Having grown up conditioned to being comfortably transported in the parental car or by bus to school, today’s students now expect parking space at the campus almost as a right. There has also been talk of a University underground car park to accommodate them. Another sad consequence is that Malta’s children are denied the (healthy) joys and adventures of riding a bicycle which they would normally experience in bicycle-friendly countries.

Efficient public transport is overlooked as a positive contributor to health. An efficient public transport system offers an opportunity for regular exercise because it obliges people to walk to and from transport access points and interchanges. Psychological well-being, including ability to concentrate, is higher for people who commute actively on foot, by bicycle (especially) or with public transport, compared to driving a car during peak times.

Switching from private car transport to active transport is a feasible low-cost option to encourage people to keep healthy and lower prevalence of cardiovascular disease, obesity and diabetes. This applies particularly to commuting by bicycle.

Beside lower sickness absence from work, people who regularly cycle (to work) benefit from greatly improved fitness and reduction of cardiovascular disease, cancer and obesity. Bicycle mobility is also cost-effective. The benefit-to-cost ratios of road infrastructure to encourage cycling, as worked out using the WHO Economic Assessment Tool (HEAT), is about five times the amount invested.

About 60 per cent of the benefit comes from health cost savings due to increased physical fitness, 20 per cent from traffic congestion relief, 20 per cent from other benefits as fewer traffic accidents and improved ambience. The resultant positive effect from reduction in the burden of disease from increased physical activity of cycling has been calculated to outweigh by a ratio of between five and 50 the theoretical negative outcomes from exposure to air pollution and accident injury.

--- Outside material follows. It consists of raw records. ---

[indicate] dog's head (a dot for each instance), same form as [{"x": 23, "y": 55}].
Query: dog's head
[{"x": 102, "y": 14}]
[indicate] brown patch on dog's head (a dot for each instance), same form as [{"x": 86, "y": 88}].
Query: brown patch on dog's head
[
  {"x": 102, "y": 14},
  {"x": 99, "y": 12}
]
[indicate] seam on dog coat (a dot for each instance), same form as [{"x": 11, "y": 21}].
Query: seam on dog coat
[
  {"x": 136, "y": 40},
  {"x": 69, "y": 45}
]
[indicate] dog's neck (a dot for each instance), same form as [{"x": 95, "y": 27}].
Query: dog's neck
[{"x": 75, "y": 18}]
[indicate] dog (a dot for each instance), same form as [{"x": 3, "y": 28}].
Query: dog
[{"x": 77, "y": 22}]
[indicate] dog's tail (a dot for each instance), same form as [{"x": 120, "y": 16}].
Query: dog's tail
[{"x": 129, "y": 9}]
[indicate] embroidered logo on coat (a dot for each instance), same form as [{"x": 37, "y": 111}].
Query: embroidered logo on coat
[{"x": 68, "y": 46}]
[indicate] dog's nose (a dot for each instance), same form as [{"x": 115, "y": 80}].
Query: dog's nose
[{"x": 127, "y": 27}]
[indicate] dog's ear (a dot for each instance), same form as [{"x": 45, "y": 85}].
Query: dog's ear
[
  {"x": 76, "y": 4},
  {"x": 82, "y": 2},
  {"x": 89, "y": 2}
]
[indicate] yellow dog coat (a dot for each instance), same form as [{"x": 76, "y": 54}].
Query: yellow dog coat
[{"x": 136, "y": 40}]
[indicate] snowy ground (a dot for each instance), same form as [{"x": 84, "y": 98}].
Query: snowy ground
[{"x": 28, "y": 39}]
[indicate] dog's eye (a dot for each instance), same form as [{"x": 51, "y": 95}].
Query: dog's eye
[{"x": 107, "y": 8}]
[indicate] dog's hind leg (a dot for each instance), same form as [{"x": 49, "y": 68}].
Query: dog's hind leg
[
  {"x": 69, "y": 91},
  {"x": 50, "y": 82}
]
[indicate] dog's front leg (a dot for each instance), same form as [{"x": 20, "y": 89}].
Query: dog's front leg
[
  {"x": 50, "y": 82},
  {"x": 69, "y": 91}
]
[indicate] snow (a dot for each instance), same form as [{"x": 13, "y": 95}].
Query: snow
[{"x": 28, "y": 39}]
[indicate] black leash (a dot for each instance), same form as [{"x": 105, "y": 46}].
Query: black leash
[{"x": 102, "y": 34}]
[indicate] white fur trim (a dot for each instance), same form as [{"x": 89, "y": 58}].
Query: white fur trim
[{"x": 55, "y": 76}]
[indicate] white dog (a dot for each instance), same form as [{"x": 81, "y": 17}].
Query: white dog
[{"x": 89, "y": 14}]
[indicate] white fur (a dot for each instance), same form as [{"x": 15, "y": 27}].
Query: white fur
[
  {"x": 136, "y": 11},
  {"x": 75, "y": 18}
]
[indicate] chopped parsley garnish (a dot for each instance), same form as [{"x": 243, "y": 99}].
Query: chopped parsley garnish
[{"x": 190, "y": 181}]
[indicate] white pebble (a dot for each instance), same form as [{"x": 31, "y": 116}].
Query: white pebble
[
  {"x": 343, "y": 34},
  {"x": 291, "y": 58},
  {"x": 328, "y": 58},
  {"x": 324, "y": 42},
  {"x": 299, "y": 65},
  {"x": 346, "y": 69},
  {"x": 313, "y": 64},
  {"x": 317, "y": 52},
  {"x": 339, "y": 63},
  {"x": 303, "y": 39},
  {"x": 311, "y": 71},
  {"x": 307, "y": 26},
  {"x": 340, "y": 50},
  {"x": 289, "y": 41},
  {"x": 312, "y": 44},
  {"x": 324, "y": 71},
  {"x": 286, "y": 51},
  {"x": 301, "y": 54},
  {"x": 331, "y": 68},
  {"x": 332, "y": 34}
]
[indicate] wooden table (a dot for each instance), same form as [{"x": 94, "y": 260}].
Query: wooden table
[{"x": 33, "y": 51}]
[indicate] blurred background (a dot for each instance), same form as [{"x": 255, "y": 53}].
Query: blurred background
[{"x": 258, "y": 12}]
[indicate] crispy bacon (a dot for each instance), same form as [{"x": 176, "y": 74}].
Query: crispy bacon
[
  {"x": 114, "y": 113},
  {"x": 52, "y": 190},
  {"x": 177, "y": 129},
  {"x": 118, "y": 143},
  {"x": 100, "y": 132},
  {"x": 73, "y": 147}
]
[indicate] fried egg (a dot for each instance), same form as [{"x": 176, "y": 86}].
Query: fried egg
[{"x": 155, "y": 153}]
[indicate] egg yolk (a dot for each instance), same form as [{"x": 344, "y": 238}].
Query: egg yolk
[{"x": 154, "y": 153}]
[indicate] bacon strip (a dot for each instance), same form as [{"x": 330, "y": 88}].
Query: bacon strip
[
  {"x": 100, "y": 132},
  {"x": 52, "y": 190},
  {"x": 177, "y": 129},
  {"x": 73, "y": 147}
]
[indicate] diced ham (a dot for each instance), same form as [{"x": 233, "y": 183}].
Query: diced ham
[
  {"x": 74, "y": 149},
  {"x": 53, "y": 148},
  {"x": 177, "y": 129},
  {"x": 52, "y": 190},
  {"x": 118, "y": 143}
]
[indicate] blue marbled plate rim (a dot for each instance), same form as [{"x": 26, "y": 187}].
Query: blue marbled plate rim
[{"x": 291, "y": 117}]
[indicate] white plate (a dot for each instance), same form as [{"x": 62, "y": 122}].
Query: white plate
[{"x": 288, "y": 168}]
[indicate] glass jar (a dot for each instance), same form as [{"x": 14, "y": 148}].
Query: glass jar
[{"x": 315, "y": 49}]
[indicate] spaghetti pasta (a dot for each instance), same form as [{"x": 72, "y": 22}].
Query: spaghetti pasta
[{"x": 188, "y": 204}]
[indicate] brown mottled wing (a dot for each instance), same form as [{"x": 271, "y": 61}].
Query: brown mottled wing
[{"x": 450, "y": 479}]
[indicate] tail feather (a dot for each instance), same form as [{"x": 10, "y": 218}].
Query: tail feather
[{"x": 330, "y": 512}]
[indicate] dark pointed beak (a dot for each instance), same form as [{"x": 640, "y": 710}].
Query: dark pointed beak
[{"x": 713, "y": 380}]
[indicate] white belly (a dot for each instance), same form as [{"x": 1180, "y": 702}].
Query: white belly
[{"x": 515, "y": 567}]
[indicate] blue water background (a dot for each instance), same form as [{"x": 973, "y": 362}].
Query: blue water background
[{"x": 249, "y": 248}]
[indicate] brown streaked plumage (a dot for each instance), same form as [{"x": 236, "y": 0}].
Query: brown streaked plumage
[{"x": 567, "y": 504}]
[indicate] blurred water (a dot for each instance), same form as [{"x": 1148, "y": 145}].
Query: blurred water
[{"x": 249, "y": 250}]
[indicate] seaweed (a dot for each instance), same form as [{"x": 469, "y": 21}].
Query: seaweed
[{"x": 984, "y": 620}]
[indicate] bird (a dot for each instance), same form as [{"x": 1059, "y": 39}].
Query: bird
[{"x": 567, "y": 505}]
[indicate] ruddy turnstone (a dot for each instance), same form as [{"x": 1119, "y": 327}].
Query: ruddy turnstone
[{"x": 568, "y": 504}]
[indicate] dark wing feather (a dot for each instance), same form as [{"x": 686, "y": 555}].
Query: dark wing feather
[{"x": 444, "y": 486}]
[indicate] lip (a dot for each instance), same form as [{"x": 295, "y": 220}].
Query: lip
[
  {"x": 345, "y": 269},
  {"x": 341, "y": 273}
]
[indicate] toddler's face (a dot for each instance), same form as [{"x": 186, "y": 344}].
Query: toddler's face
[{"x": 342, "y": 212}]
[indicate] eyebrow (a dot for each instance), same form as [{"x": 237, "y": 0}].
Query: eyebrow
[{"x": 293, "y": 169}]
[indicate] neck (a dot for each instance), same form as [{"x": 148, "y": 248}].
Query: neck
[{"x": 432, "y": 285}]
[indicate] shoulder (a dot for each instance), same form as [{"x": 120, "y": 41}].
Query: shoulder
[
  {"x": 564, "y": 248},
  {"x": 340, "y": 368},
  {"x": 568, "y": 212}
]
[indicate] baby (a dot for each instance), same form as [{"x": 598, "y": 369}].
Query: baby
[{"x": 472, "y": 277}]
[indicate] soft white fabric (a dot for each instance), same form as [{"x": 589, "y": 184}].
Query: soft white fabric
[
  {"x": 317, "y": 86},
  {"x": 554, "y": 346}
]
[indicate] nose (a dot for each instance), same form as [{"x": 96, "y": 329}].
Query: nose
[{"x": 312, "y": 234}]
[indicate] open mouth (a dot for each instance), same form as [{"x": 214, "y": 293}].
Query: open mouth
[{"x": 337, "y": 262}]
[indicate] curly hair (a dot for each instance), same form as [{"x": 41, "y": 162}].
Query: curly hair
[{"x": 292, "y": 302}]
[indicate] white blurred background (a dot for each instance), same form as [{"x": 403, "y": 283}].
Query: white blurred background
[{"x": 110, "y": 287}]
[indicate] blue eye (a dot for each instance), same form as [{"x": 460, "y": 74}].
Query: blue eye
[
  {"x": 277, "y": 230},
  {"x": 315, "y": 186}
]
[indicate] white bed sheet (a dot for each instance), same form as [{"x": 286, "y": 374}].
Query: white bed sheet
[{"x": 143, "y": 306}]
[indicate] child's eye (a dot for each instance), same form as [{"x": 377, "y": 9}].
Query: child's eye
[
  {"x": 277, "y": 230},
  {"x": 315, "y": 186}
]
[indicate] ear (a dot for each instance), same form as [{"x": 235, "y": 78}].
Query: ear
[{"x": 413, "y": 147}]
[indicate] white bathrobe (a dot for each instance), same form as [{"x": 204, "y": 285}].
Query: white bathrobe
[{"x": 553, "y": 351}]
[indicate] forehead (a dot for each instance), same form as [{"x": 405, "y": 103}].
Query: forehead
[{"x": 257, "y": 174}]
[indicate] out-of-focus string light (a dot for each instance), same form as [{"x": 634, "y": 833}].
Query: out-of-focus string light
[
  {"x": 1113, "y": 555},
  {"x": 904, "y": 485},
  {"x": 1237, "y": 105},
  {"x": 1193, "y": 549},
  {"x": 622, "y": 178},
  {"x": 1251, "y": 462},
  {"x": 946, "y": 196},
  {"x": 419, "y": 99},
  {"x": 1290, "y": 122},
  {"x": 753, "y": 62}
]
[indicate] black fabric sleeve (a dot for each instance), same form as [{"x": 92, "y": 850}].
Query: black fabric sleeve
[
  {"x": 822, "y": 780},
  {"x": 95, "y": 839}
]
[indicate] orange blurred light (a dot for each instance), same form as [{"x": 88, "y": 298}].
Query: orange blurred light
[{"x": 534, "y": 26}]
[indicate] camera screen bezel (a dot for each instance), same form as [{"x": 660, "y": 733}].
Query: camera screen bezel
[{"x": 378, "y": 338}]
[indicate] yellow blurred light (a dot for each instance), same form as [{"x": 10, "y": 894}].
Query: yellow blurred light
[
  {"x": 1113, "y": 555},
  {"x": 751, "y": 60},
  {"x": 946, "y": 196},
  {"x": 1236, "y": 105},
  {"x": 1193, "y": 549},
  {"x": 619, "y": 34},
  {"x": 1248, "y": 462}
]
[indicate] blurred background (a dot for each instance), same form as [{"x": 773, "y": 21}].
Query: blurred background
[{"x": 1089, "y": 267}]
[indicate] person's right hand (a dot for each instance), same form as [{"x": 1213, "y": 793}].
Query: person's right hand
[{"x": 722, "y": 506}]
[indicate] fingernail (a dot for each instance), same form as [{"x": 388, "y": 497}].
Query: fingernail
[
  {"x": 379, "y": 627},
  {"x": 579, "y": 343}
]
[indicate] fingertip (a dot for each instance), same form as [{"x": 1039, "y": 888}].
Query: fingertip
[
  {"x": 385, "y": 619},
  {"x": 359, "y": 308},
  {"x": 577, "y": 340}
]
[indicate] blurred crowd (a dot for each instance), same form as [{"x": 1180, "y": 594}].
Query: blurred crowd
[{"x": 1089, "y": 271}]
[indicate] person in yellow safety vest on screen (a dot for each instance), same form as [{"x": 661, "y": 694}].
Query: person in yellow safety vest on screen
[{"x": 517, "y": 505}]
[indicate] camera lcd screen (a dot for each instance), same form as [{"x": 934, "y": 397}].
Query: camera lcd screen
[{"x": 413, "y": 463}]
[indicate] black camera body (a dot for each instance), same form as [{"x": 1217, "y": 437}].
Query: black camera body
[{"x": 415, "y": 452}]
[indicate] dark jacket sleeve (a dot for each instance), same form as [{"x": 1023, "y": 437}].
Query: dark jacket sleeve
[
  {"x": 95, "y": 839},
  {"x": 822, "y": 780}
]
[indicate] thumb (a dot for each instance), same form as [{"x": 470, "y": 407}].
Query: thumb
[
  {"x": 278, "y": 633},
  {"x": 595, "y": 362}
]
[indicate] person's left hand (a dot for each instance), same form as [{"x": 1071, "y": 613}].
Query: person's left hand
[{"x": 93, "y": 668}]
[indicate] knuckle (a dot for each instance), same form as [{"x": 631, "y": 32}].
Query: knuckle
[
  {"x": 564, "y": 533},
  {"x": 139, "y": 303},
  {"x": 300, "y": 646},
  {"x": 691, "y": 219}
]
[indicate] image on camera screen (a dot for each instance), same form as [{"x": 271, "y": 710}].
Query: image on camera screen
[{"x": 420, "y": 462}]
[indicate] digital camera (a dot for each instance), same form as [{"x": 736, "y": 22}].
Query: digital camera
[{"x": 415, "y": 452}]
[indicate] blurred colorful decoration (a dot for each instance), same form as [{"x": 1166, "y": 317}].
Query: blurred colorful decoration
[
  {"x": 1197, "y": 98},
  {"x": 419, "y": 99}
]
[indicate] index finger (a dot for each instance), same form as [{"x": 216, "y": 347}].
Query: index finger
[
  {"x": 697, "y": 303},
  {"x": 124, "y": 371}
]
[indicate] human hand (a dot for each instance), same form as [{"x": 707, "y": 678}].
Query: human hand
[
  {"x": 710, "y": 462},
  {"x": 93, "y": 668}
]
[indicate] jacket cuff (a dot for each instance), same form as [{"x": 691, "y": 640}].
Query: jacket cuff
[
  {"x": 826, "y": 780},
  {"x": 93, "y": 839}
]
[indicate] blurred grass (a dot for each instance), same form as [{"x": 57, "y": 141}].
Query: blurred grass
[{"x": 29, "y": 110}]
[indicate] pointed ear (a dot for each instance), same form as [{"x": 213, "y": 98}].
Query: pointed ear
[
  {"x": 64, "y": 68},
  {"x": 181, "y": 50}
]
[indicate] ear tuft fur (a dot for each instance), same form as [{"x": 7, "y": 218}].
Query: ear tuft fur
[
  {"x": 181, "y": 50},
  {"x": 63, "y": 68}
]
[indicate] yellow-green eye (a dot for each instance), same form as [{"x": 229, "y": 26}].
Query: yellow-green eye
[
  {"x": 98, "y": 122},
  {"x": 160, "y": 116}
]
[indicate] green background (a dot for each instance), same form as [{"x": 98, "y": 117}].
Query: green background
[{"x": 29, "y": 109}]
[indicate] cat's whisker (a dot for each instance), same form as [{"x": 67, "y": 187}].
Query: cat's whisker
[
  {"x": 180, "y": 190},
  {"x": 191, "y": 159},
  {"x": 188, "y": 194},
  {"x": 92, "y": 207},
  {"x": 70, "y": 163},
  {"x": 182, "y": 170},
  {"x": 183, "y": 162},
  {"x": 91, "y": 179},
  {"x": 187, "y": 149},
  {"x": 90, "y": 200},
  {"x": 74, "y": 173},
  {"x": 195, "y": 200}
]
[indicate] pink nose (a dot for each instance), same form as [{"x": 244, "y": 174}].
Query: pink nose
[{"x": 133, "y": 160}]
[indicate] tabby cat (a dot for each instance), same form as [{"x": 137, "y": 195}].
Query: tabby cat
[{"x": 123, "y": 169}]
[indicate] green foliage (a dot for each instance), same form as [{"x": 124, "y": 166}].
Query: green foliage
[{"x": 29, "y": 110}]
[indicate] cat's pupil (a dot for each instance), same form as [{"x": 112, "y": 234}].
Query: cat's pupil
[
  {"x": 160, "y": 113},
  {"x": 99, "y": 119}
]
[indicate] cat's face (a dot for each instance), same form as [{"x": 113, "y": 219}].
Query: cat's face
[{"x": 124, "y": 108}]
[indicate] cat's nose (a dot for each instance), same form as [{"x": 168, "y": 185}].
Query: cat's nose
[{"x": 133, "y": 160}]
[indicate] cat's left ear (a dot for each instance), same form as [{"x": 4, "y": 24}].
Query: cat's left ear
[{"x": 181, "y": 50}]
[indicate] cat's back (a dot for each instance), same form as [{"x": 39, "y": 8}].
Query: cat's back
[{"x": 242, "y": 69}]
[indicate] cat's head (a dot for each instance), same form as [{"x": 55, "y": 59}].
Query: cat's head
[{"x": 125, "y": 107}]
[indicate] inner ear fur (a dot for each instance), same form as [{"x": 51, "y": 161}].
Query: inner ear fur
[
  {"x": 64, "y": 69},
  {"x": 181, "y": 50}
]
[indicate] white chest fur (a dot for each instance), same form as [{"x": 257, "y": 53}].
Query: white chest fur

But Malta’s traffic conundrum is set to continue. Attempts at facilitating bus transit by the creation of bus lanes are opposed by the car lobby and the lanes are withdrawn. Recommended ‘cures’ for our transport remain monotonous car-centric variations of ‘ensuring that Malta has the roads it needs’, ‘improving traffic flow in black spots’ and so on.

All this is blithely indifferent to the simple fact that providing more road space for traffic simply induces more people to drive their car – as discovered nearly a century ago. We are stuck in a time warp.

The true cause of our traffic problem must be identified and put on the agenda for a realistic solution to be found. Such a solution must include provisions for encouraging alternative mobility – walking and cycling for short/medium trips and, especially, public transport.

George Debono is a retired doctor with a research background and a special interest in health and environment matters.